Median patient age was 21 years (range, 5 months-39 years) Lesio

Median patient age was 21 years (range, 5 months-39 years). Lesion locations included extremities in 13, faces in eight, and trunks Selleck Temsirolimus in two. The standardized sclerosing foam was prepared using Tessari’s method to mix room air with 5% sodium morrhuate in a 4:1 ratio. Sclerotherapy was performed by the “”filling-defects”" technique under fluoroscopy. Postsclerotherapy surveillance was done at 6 months after the last session. Treatment response was assessed clinically and by means of lesion size measurement with magnetic resonance imaging. During the treatment and the follow-tap period, adverse events and adverse drug reactions were recorded. Specific complications

were classified as major or minor.

Results: A total of 58 treatment sessions were performed (mean, 3 sessions per patient; range, 1-6 sessions). At the 6-month follow-up, 15 patients (65.2%) showed a total disappearance of treated malformations, six (26.1%) showed a reduction in malformation size of > 50%, and two (8.7%) showed a reduction in malformation size of <= 50%. The overall patient-reported outcome Oligomycin A nmr teas excellent in 11 (47.8%), good in 8 (34.8%), or moderate in 4 (17.4%). Minor complications included swelling and inflammatory reaction per session, mild pain in 17

sessions (29.3%), and skin blister at the injection site in two sessions (3.4%), which resolved spontaneously within several days to 2 weeks. No major complications occurred.

Conclusion: Fluoroscopic guidance could have great promise in foam sclerotherapy of peripheral venous malformations, although larger studies are necessary to determine the advantages of this technique over other sclerotherapeutic methods. (J Vasc Surg 2009;49:961-7.)”
“Introduction: Often groin recurrences after varicose vein surgery are diagnosed and classified with the

help of a duplex ultrasound scan. There are, however, no studies indicating if duplex ultrasound scans can reliably distinguish between the different forms of recurrent vessels, ie, neovascularization or a residual stump. To address this issue, we have conducted a prospective study in which ultrasound scan assessment Beta adrenergic receptor kinase of groin recurrences was compared to the histological classification of the recurrent groin veins.

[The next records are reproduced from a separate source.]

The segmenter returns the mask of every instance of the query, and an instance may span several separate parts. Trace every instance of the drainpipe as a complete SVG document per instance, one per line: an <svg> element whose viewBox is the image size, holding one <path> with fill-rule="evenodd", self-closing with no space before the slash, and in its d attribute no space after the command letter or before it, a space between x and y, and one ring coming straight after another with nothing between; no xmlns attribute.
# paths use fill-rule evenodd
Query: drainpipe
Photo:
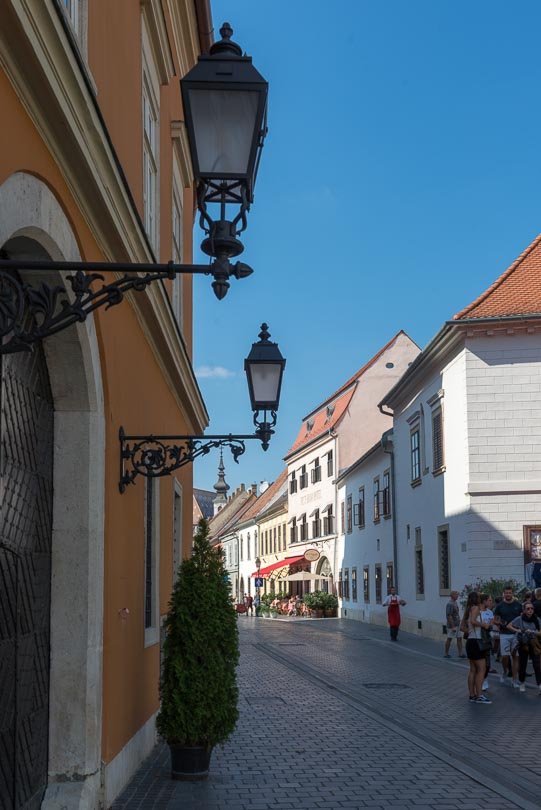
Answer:
<svg viewBox="0 0 541 810"><path fill-rule="evenodd" d="M394 446L393 446L393 429L386 430L381 437L381 447L384 453L391 457L391 509L393 511L393 569L394 569L394 586L396 592L398 590L398 536L396 530L396 486L395 486L395 465L394 465Z"/></svg>

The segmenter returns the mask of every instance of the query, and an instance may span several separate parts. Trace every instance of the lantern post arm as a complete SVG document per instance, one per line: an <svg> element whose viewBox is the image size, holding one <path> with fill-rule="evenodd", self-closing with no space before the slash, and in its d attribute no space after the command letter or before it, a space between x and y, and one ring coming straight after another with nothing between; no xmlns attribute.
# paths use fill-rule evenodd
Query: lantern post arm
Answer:
<svg viewBox="0 0 541 810"><path fill-rule="evenodd" d="M62 285L45 282L29 284L25 272L69 273L73 295ZM31 344L80 323L94 310L120 304L127 292L143 292L155 281L174 279L177 275L212 276L216 297L222 299L229 289L229 279L245 278L253 272L242 262L231 264L219 256L210 264L167 264L131 262L57 262L0 258L0 354L30 350ZM120 277L108 284L103 273ZM34 280L33 279L33 280ZM32 315L28 318L28 314Z"/></svg>
<svg viewBox="0 0 541 810"><path fill-rule="evenodd" d="M218 447L229 447L233 459L238 464L239 456L246 450L245 442L257 439L266 450L274 431L267 424L255 433L233 435L226 433L207 436L128 436L120 428L120 479L118 488L123 493L129 484L133 484L138 475L146 478L162 478L171 475L186 464L192 464L196 458L206 456Z"/></svg>

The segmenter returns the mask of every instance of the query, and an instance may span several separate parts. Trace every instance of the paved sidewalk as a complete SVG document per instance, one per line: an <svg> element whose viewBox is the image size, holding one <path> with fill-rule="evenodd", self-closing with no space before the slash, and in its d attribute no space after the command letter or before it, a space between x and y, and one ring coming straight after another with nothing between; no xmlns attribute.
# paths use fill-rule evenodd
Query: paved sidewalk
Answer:
<svg viewBox="0 0 541 810"><path fill-rule="evenodd" d="M207 781L169 779L157 746L114 810L535 810L537 690L493 677L467 701L443 643L347 620L239 619L240 720ZM456 653L455 653L456 654ZM502 768L502 764L505 765Z"/></svg>

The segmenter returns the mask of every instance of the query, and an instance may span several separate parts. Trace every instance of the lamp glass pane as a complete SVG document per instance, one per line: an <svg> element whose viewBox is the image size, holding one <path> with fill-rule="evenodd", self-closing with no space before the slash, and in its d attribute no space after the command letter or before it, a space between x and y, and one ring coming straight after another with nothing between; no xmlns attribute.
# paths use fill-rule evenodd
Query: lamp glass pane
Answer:
<svg viewBox="0 0 541 810"><path fill-rule="evenodd" d="M251 363L250 374L255 402L276 402L280 385L280 363Z"/></svg>
<svg viewBox="0 0 541 810"><path fill-rule="evenodd" d="M199 171L245 175L256 126L259 93L190 90Z"/></svg>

Materials and Methods: All patients undergoing redo-surgery for symptomatic groin recurrences after previous stripping of the greater saphenous vein (GSV) during a 1-year period (May 2006-May 2007) were included in the study. Preoperatively, all patients had a duplex-ultrasound scan examination of the groin vessels. Based on the duplex scan findings, the recurrent veins in the groin were classified as either a residual stump or neovascularization. During the redo-surgery, a specimen of the recurrent groin veins was obtained and underwent histologic evaluation. Based on histologic criteria, the recurrence was also classified as a residual stump or neovascularization.